TEMPO.CO, Jakarta - Menteri Agraria dan Tata Ruang/Badan Pertanahan Nasional (ATR/BPN) Nusron Wahid mengatakan bakal segera menyelesaikan dua rumor ialah kebijakan satu peta alias one map policy dan kebijakan satu perencanaan tata ruang alias one spatial planning policy. Menurutnya, perihal tersebut krusial lantaran menyangkut pertumbuhan investasi di Indonesia sekaligus pembangunan nasional nan berkelanjutan.
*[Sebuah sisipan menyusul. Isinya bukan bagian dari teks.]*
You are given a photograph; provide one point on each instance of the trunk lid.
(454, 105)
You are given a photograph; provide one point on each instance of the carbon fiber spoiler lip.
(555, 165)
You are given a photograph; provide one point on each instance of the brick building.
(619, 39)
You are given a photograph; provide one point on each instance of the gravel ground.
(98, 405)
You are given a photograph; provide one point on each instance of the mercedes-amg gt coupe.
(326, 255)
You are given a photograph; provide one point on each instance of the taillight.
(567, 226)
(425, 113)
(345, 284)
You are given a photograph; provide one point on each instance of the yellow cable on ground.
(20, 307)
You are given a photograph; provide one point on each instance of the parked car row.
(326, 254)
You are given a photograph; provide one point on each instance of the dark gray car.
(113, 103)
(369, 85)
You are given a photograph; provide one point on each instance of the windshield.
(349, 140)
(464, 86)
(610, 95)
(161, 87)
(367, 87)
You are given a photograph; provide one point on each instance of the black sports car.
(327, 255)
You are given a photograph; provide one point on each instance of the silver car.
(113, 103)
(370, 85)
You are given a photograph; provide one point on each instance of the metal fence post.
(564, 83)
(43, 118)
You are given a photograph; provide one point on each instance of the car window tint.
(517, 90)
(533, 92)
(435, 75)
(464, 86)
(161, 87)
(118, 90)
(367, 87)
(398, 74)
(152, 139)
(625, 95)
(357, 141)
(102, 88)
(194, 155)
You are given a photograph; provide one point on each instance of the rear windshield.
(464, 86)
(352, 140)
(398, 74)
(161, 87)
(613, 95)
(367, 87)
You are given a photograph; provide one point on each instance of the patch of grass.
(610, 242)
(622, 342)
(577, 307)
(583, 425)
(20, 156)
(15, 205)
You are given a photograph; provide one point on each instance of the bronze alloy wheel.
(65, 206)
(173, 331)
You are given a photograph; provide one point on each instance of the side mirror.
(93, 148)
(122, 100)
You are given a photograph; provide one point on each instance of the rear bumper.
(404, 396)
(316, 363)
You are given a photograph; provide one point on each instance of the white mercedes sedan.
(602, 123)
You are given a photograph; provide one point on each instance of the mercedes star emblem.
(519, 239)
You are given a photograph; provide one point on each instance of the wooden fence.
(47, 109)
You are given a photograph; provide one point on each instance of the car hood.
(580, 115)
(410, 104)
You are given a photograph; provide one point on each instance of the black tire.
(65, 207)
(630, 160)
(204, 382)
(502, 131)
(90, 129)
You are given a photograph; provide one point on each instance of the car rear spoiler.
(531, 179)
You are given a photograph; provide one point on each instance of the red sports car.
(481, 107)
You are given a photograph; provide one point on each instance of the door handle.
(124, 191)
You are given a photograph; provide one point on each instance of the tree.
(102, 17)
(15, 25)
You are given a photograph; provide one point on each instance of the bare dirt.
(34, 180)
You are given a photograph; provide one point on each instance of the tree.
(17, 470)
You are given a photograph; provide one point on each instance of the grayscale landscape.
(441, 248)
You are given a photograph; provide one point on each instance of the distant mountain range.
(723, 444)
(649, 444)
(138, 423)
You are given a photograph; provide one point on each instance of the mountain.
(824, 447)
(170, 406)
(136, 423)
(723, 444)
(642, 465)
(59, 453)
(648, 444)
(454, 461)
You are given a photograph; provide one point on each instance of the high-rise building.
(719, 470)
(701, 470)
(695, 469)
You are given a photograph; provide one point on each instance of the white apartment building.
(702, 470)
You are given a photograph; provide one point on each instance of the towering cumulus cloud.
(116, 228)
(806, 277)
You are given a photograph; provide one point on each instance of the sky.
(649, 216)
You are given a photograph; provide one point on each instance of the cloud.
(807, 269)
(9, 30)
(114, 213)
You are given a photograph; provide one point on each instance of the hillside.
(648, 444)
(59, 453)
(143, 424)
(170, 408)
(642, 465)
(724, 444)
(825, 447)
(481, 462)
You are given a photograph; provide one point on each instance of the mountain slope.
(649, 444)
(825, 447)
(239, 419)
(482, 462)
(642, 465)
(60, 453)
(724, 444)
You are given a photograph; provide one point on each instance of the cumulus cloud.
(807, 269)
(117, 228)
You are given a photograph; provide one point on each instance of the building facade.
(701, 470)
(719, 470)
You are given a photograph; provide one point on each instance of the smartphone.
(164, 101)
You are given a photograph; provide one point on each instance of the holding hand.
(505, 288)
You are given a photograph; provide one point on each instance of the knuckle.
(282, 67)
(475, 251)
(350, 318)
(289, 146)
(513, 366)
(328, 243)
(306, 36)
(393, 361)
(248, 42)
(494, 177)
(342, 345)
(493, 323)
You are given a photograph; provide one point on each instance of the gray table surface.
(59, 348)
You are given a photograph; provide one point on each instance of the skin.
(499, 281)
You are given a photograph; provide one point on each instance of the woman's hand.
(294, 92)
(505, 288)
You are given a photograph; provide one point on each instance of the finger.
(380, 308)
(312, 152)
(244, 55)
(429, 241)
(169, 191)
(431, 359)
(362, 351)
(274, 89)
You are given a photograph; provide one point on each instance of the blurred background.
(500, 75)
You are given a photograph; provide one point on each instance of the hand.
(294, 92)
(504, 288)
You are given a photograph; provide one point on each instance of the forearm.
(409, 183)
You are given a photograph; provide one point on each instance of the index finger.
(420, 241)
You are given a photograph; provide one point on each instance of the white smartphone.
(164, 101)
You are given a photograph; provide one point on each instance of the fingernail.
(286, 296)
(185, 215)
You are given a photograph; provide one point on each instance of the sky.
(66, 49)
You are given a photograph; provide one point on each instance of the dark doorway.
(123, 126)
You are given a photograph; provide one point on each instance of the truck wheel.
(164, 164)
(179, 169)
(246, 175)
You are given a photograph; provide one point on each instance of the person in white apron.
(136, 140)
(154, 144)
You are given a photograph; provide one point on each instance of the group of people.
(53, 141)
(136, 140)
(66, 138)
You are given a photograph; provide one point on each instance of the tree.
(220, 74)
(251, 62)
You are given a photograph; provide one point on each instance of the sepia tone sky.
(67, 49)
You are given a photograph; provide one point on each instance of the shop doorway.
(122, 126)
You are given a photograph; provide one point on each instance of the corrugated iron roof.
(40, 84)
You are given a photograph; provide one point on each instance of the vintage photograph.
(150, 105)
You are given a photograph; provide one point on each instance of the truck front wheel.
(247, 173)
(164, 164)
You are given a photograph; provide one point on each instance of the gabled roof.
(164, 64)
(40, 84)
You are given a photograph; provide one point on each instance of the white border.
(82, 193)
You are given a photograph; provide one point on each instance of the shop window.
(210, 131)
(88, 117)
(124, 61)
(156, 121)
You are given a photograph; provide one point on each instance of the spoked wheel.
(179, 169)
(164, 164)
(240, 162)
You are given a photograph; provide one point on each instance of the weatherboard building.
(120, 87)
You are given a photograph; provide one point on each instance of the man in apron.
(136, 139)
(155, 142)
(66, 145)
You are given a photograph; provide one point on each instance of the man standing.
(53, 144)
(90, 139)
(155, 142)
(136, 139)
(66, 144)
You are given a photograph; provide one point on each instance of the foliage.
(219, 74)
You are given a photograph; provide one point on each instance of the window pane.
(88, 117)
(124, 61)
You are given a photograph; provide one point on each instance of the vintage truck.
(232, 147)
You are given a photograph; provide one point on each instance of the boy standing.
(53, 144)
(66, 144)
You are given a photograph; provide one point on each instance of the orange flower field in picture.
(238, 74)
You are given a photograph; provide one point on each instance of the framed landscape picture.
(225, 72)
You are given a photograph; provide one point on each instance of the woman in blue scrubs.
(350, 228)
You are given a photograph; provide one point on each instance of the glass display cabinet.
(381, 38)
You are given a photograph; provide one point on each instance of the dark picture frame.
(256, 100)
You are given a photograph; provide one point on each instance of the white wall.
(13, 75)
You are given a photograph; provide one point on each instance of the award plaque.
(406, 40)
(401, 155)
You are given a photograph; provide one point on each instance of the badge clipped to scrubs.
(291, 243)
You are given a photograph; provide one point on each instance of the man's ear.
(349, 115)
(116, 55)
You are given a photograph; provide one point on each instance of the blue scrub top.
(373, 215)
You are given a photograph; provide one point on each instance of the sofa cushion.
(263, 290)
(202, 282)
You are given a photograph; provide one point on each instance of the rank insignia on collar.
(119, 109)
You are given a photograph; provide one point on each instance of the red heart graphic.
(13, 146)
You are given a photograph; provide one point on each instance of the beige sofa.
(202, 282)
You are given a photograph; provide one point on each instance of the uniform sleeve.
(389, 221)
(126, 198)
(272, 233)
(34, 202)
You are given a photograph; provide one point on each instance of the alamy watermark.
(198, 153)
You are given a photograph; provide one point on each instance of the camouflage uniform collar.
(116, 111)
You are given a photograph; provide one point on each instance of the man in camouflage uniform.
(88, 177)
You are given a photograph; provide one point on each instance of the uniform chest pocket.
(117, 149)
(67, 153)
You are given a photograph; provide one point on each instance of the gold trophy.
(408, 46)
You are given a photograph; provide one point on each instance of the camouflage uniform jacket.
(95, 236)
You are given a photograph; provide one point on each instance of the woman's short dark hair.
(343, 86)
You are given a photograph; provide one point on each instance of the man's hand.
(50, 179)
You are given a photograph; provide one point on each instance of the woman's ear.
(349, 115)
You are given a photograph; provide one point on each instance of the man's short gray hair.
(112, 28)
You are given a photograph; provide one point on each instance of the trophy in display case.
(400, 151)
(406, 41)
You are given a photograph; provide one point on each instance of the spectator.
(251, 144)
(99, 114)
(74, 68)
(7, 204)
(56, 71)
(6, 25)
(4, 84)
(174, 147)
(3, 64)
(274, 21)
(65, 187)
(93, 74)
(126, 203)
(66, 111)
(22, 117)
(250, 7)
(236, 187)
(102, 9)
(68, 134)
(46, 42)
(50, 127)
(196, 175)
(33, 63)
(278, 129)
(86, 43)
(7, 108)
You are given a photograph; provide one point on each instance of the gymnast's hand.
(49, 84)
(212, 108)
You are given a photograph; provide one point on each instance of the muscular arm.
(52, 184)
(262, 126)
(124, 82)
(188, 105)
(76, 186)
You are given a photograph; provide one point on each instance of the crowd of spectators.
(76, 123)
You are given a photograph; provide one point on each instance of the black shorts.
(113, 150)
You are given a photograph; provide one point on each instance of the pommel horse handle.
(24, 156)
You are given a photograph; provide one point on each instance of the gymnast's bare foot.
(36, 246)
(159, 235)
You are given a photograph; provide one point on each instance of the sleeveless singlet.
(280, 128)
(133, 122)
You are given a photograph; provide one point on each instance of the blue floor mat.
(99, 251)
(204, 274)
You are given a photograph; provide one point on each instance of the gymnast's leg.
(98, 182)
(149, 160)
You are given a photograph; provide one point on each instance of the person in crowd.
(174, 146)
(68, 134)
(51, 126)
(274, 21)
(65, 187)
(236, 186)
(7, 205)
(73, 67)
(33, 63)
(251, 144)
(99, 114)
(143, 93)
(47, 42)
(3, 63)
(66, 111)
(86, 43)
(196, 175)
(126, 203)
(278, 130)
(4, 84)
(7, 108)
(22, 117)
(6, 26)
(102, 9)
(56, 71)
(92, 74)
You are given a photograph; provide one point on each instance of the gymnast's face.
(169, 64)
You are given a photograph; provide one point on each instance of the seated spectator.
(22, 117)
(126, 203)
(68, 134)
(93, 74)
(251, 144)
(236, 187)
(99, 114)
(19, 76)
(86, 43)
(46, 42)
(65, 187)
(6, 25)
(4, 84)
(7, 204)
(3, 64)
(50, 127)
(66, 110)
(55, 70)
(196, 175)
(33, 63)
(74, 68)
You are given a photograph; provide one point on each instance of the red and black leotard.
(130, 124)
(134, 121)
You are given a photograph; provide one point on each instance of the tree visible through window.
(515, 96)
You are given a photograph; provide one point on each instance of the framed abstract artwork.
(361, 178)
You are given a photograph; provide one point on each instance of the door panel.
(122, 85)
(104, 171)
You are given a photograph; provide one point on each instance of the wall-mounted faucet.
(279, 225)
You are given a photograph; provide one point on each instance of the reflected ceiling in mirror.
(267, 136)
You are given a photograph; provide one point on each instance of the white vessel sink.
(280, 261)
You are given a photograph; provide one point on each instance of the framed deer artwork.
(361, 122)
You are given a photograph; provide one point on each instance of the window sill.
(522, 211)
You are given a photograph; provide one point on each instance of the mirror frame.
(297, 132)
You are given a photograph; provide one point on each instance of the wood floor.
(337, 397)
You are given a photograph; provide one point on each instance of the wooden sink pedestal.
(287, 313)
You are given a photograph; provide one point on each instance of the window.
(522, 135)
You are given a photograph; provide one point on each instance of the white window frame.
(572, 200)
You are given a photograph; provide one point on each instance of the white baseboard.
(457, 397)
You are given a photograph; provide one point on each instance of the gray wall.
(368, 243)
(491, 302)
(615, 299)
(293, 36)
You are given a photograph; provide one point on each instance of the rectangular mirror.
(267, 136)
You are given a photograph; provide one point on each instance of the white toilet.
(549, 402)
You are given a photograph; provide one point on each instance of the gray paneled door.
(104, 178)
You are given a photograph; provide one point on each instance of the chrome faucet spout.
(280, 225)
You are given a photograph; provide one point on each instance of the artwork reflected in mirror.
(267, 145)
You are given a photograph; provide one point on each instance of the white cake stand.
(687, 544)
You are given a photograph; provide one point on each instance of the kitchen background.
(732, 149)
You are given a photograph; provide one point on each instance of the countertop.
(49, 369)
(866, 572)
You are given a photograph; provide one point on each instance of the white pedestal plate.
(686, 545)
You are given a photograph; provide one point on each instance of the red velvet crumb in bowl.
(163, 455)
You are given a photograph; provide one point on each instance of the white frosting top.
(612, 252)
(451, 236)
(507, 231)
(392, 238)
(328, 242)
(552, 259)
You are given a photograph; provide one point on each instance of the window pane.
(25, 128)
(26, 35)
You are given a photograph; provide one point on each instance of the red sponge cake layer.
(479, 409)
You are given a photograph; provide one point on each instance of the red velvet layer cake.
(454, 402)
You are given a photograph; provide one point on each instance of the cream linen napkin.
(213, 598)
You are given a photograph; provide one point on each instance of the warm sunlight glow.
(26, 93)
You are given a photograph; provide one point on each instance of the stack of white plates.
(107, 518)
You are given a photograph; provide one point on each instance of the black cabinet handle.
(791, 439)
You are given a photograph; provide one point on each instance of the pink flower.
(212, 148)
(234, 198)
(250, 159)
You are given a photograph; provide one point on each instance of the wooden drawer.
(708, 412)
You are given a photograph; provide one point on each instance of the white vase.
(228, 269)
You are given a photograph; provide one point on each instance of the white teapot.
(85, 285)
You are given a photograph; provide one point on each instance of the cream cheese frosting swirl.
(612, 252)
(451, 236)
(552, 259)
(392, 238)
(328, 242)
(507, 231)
Nusron Wahid menyatakan bahwa rumor ini kudu diangkat agar negara datang memberikan solusi kepada masyarakat, termasuk bumi upaya sebagai bagian dari rakyat, dan memastikan nasib mereka tidak dibiarkan menggantung. "Kita tuntaskan rumor ini berbareng terutama di kalangan pelaku usaha, kita jadikan ini sebagai organisasi berbareng untuk menuntaskan beragam persoalan nan muncul," kata Nusron dalam keterangan resmi pada Sabtu, 9 November 2024.
Politikus Partai Golkar itu mengatakan bahwa selama one map policy tidak tersedia maka bakal menghalang kesesuaian aktivitas pemanfaatan ruang (KKPR) sebagai salah satu persyaratan dasar untuk perizinan usaha. Hal tersebut lantaran adanya Rencana Detail Tata Ruang alias RDTR nan menjadi bagian dari one map policy.
"Saat ini di Indonesia baru ada 541 RDTR dan nan sudah terintegrasi dengan OSS (Online Single Submission) ada 278 RDTR. Kemudian RDTR-nya kudu ada 2000. Masih ada 1500-an lagi RDTR nan kudu kita tuntaskan dengan menggunakan pedoman peta 1:5.000, sehingga mendekati keakuratan," imbuhnya.
Selanjutnya, nan juga menjadi konsentrasi bagi Nusron adalah one spatial planning policy. Menurutnya, selama ini sektor tata ruang tetap dalam otoritas nan terpisah sehingga membikin tumpang tindih kewenangan. "Zona makronya tidak ketahuan lantaran masing-masing berbincang pada area mikronya. Gagasan ini untuk menyatukan satu tata ruang agar dalam penataan makronya bakal ketahuan dan tidak menyebabkan tumpang tindih," kata Nusron.
Nusron berujar bahwa dia menginginkan percepatan pelayanan nan tetap memprioritaskan akuntabilitas dan akurasi. Ia menekankan bahwa proses nan sigap kudu tetap mempertimbangkan akibat jangka panjang, agar tidak memicu malapetaka alias bencana.
Ia juga menyoroti pengelolaan Perizinan Keserasian Kegiatan Pemanfaatan Ruang (PKKPR). Menurutnya, penyelesaian urusan PKKPR kudu dilakukan dalam waktu nan optimal, namun tetap sesuai aturan. Ia menekankan pentingnya unsur mitigasi risiko, keakuratan, dan akuntabilitas agar proses tersebut mematuhi peraturan nan bertindak dan menjaga ekosistem nan ada.
"Intinya kita mau pelayanannya sigap tapi tetap akuntabel, tetap jeli dalam konteks jangka panjang tidak melahirkan malapetaka apalagi menjadi bencana," tutur Nusron.